[Qt-interest] strange qFuzzyCompare implementation
Stephan Rose
kermos at somrek.net
Tue Apr 14 00:34:31 CEST 2009
On Mon, 2009-04-13 at 20:15 +0200, Konrad Rosenbaum wrote:
> On Monday 13 April 2009, Reinhardt Behm wrote:
> > Your "solution" is totally unportable because your assumptions about the
> > representation of float numbers will only be correct on a x86 evironment.
>
> Wrong. It is designed to work with IEEE 754 floats, which are stored in the
> same endianess as integers on this platform.
>
> Works on x86, x64, and most big-endian systems. Probably most systems.
You can add PowerPC and ARM to that list. I've done a lot of work with
automotive tuning software , both PC software and the software running
on the hand held devices. In a worst-case scenario, the car's processor
is PowerPC, which sends its data raw as it comes from it's memory to the
hand held unit which is running ARM. On the more high end units data
processing and display is done right then and there on the unit, or
alternatively (or low-end units) it is sent to the PC.
So that's 3 architectures that the floats are passing through.
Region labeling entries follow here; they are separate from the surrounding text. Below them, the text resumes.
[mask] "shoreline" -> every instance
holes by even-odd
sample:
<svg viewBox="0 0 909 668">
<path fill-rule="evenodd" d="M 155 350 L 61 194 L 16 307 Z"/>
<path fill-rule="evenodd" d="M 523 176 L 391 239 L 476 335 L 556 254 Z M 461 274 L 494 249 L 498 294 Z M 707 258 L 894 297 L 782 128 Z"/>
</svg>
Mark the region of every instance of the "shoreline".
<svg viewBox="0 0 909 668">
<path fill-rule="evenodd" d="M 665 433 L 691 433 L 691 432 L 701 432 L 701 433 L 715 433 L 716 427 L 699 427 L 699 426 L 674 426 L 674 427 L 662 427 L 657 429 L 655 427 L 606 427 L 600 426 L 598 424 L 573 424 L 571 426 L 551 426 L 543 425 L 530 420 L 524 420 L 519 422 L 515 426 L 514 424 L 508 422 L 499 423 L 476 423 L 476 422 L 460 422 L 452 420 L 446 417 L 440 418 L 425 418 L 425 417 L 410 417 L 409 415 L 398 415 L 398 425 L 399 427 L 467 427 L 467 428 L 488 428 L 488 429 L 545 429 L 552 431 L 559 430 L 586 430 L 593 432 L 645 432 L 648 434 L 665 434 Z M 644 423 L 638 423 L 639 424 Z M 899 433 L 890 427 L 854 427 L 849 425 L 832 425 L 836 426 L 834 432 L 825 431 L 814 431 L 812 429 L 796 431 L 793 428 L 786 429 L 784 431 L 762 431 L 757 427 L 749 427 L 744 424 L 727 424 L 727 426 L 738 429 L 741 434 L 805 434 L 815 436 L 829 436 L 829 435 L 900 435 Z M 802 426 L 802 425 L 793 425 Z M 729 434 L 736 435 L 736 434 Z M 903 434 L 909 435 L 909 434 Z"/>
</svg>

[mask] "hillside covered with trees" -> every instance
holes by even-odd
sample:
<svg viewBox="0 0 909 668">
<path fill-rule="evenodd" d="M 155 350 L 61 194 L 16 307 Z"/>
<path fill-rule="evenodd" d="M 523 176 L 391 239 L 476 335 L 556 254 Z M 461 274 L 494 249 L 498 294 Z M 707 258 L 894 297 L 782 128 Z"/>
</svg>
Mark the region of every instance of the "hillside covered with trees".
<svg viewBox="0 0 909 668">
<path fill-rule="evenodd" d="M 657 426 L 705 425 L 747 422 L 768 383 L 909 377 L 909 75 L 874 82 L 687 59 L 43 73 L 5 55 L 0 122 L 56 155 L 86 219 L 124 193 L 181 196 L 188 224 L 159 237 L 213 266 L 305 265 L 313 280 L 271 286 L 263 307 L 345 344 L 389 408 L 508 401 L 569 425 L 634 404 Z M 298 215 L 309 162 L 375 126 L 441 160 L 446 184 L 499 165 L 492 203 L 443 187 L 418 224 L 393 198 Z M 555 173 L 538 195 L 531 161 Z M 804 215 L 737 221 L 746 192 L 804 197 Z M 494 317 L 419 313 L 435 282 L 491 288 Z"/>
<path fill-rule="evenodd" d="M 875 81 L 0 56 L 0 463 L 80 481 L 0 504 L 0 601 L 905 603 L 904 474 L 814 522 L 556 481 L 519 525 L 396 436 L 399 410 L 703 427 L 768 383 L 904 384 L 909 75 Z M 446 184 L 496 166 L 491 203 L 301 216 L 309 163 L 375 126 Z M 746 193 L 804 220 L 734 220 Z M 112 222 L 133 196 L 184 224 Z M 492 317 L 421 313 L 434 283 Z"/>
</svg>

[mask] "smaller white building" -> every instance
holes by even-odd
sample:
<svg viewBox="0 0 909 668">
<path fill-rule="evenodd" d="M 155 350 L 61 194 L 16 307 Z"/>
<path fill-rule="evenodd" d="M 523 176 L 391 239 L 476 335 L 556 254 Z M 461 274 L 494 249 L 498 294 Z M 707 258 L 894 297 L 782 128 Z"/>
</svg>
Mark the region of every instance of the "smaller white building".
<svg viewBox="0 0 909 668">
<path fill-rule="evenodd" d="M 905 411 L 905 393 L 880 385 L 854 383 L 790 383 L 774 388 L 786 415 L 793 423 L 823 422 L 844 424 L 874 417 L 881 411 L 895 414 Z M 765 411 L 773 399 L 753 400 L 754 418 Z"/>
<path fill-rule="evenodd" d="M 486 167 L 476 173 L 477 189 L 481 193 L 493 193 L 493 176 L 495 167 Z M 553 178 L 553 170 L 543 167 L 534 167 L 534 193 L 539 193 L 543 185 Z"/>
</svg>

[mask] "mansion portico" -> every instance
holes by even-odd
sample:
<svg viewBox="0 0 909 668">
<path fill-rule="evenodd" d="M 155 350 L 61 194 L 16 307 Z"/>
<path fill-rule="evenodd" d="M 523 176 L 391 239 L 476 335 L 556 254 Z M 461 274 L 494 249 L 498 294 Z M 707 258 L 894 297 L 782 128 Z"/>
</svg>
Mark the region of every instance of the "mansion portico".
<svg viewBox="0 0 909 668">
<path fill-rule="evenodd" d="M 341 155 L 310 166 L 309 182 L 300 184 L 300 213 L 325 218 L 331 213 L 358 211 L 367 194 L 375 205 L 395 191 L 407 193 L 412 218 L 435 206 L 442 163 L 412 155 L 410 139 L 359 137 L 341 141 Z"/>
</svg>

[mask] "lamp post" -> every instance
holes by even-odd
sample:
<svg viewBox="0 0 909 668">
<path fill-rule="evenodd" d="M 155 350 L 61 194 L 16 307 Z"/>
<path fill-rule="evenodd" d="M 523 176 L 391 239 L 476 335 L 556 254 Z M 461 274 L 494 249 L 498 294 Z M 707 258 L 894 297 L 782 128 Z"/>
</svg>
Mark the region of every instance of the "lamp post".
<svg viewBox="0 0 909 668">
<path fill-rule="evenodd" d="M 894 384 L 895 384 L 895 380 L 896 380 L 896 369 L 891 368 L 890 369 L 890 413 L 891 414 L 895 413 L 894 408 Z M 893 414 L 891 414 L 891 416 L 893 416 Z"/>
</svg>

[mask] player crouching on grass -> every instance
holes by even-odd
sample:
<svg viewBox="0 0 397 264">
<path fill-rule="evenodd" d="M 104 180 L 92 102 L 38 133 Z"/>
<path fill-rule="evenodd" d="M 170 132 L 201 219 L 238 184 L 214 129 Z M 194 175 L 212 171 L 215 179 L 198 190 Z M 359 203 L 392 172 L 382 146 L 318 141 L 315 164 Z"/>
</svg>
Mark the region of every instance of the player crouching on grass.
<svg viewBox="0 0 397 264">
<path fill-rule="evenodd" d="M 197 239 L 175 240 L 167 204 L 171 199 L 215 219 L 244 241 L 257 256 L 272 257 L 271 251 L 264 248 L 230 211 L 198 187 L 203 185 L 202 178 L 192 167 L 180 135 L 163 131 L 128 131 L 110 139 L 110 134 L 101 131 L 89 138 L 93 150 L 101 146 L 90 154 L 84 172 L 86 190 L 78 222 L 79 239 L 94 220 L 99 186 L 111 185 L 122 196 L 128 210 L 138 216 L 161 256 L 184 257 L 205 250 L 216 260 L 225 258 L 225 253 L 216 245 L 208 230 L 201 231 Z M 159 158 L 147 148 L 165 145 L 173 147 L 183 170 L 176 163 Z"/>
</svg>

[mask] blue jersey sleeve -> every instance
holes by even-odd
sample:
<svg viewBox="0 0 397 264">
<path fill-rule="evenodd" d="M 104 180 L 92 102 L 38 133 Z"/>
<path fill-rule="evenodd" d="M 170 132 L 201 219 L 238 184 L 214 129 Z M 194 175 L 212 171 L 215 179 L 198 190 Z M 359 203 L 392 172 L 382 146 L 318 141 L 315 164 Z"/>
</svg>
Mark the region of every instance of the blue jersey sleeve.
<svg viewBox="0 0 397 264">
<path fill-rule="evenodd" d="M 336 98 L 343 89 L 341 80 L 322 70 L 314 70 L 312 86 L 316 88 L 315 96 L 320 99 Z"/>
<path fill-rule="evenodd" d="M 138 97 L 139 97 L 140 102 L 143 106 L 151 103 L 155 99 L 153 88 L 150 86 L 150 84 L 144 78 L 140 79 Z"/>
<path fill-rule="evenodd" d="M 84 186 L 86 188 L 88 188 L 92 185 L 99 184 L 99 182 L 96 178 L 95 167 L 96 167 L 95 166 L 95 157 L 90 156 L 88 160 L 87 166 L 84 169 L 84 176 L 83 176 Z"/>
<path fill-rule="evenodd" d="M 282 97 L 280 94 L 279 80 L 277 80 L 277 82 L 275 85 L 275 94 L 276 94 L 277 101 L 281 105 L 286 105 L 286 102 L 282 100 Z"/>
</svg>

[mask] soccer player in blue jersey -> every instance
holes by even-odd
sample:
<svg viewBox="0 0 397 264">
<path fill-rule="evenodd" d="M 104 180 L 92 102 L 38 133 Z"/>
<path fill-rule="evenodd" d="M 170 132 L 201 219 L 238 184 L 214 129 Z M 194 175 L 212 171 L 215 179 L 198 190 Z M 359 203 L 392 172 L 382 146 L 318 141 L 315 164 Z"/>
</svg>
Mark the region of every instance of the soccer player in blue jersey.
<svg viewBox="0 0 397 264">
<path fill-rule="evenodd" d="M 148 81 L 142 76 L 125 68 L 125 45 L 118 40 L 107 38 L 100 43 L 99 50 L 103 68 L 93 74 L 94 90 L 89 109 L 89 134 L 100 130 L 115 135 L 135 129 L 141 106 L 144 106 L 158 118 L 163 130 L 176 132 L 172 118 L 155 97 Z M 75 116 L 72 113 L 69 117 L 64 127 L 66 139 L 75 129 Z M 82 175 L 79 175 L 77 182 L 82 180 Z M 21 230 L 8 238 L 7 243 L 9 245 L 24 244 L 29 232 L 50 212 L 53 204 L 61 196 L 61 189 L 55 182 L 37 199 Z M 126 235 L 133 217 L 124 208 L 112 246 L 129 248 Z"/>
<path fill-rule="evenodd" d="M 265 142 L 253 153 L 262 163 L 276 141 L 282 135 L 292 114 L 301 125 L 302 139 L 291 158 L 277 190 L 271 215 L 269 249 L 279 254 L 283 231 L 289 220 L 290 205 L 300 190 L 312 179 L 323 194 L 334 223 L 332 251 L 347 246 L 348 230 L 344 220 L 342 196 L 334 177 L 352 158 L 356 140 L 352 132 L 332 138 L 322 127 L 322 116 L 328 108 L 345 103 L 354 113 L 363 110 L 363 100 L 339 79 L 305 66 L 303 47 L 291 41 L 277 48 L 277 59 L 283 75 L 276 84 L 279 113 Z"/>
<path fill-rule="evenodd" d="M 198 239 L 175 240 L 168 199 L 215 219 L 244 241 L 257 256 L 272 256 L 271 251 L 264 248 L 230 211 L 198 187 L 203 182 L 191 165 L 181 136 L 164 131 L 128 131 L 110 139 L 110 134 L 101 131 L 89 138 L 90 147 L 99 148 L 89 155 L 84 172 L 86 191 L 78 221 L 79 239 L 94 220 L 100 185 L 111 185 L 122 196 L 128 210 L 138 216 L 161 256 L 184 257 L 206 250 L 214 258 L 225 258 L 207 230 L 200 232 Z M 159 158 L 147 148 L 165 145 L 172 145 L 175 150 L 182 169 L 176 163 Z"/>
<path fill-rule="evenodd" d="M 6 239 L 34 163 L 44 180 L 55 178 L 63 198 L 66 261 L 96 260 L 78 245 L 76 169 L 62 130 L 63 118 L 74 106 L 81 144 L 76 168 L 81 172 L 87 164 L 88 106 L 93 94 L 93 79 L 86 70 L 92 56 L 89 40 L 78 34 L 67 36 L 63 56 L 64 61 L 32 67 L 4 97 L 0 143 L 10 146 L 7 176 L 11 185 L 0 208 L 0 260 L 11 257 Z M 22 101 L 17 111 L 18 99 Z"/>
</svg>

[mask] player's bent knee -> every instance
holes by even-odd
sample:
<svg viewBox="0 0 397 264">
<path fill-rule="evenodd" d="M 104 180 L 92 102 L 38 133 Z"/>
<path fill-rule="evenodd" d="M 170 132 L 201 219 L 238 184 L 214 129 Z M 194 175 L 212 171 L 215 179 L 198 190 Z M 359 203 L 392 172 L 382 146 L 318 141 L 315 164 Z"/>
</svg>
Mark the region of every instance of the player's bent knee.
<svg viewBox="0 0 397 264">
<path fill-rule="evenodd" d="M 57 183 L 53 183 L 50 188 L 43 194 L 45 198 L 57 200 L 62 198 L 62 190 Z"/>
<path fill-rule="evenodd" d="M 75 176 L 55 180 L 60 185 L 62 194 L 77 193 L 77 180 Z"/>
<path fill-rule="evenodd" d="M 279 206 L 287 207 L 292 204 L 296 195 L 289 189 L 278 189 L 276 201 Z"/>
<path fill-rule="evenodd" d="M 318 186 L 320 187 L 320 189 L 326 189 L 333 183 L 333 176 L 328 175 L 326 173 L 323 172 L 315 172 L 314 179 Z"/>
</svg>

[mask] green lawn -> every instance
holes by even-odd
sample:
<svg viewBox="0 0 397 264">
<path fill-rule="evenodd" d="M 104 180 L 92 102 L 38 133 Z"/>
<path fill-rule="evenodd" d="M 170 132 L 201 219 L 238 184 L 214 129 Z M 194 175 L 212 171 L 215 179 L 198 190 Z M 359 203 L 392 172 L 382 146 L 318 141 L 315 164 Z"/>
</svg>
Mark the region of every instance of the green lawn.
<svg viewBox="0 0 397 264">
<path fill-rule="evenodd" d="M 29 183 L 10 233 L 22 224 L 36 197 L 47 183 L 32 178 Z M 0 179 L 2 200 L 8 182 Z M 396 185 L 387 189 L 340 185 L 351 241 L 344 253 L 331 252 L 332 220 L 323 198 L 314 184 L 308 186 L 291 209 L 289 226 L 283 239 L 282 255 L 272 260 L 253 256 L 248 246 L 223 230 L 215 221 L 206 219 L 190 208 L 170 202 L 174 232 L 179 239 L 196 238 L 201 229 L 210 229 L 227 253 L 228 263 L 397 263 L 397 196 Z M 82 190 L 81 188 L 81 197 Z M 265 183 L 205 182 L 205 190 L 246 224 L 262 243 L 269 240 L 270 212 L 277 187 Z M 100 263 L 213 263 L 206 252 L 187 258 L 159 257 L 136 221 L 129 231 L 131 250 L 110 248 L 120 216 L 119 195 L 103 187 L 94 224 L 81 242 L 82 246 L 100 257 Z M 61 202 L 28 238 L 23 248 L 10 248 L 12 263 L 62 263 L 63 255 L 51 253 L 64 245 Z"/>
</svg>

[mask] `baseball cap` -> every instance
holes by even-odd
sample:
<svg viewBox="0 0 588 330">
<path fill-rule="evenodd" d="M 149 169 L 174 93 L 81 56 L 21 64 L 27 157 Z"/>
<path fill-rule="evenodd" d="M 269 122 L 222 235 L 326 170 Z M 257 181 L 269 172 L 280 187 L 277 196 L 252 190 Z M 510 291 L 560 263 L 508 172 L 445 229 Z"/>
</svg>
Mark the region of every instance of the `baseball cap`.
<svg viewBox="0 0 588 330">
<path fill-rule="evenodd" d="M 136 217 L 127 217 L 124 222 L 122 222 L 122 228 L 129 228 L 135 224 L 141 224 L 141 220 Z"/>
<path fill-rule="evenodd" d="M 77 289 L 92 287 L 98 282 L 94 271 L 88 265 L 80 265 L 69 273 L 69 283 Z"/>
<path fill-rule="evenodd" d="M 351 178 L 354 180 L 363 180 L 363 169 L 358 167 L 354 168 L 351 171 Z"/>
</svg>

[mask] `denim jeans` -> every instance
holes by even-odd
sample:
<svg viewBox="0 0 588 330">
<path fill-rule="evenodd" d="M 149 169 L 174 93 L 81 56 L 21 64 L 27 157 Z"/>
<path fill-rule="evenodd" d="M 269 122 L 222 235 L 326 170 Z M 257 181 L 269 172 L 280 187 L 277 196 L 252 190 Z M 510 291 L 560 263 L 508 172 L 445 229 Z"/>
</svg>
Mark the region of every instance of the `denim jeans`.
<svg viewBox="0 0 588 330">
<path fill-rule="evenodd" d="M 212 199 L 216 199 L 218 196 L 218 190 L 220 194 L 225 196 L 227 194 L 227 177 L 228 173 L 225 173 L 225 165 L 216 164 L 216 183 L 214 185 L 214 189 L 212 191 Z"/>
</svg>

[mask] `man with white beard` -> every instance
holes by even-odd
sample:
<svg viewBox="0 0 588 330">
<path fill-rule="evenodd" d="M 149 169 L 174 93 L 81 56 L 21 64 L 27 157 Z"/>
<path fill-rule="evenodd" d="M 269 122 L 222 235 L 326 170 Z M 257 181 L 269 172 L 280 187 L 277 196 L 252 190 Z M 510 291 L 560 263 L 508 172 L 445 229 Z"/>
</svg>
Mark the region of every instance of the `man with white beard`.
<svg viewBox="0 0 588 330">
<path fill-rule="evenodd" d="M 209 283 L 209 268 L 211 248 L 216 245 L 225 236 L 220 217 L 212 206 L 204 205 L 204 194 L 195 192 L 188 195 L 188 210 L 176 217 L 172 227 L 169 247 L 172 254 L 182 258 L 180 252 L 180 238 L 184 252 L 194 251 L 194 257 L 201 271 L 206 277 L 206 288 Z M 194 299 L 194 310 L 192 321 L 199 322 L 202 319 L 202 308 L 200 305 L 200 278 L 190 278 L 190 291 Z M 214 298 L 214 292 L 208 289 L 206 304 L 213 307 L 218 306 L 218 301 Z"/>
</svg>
Other
than obvious little/big endian issues between the platforms we've never
had to worry about whether or not floats are IEEE745.
>
> > And even there some compiler implementation might store floats
> > differently.
>
> Very unlikely.
Extremely unlikely, especially since he's restricting the statement to
x86 only. Imagine the disaster that would result in if every binary file
you'd have to first find out which representation the floats are saved
in.
Even on hardware that has no floating point hardware, I just don't see
it. Using something else would just introduce compatibility issues. At
best, I can maybe see it for some really specialized hardware that has
some really really good reason for choosing a different representation.
>
> > Try running it on e.g. an ARM platform and it will not word
> > at all.
>
> I doubt that. (Until someone shows me program output from an actual ARM or
> ARM emulator. Please include the sizeof output of the chosen types.)
>
> > This is no solution for a multiplatform toolkit like Qt.
>
> Besides my doubts for your pessimism, it is still not a good solution for
> cross-platform, since it needs platform dependent adjustments for endianess
> and the used int types. On some platforms it might(!) not work at all.
Whether or not it's a good solution for Qt I really can't say, I just
threw it out there to try and help the original poster.
>
> Not that Qt would not already contain quite a few platform dependent header
> files (guess where stuff like qint32 comes from), but this might be too
> much.
Even better example I think is QAtomicInt and QAtomicPointer which I've
been dealing a lot with the past few days working on my lock-free
containers. Doesn't get much more platform specific than those I'd say.